20. R2C8 = 7 (hidden single in N3), placed for D/ -> 13(4) cage at R1C9 = {1237}, locked for N3

21. 13(4) cage at R7C2 = {1246} (only remaining combination), locked for N7
21a. R89C3 = [85], R7C1 = 3, R7C3 = 9, placed for D/, R9C2 = 7, clean-up: no 4 in R7C89
21b. Naked pair {58} in R7C89, locked for R7 and N7

22. R7C4 = 6 (hidden single in R7) -> R89C4 = [53], R3C4 = 1
22a.

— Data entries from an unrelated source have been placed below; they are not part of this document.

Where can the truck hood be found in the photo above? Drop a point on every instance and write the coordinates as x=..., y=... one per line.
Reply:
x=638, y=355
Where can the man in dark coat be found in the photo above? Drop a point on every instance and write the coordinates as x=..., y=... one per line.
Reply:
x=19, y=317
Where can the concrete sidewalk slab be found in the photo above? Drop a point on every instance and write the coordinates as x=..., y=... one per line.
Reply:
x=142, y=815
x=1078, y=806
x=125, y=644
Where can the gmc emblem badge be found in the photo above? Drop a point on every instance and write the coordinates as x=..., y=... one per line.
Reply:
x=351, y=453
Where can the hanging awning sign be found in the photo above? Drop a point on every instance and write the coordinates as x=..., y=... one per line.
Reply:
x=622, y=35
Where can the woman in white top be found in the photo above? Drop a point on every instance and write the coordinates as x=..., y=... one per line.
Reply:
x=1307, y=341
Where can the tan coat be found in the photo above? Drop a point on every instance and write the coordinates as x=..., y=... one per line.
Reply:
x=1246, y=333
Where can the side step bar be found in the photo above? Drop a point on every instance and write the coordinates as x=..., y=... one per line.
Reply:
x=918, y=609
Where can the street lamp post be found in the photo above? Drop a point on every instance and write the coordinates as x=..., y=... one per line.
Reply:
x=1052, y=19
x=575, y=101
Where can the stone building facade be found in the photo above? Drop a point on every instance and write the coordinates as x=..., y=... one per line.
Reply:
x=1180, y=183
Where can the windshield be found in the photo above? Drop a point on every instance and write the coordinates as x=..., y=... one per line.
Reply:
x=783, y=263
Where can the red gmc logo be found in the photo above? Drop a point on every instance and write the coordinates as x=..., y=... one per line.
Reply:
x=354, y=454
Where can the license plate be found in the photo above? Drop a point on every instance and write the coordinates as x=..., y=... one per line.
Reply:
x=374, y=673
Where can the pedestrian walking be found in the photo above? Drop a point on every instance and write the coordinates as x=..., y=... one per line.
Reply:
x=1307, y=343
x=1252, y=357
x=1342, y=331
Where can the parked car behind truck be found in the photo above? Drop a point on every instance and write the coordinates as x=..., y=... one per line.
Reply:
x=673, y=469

R7C4 = 6 -> 13(4) cage at R7C4 = {1246}, locked for N8 -> R89C6 = [79], R9C7 = 4, R8C9 = 9

23. 4 in C9 only in R45C1, locked for N6
23a. R1C8 = 4 (hidden single in C8) -> R12C4 = [84], R1C7 = 5, R12C6 = [65]

24. Naked pair {12} in R1C1 + R9C9, locked for D/, CPE no 1 in R1C9 + R9C1
24a. R1C9 = 3, placed for D/, R9C1 = 6, R3C8 = 2, R9C8 = 1, R9C9 = 2, placed for D\
24b. R3C6 = 3, R5C6 = 4, R4C6 = 1, placed for D/

and the rest is naked singles, without using the diagonals.

I'll rate the H2 at Easy 1.5. I used two short forcing chains.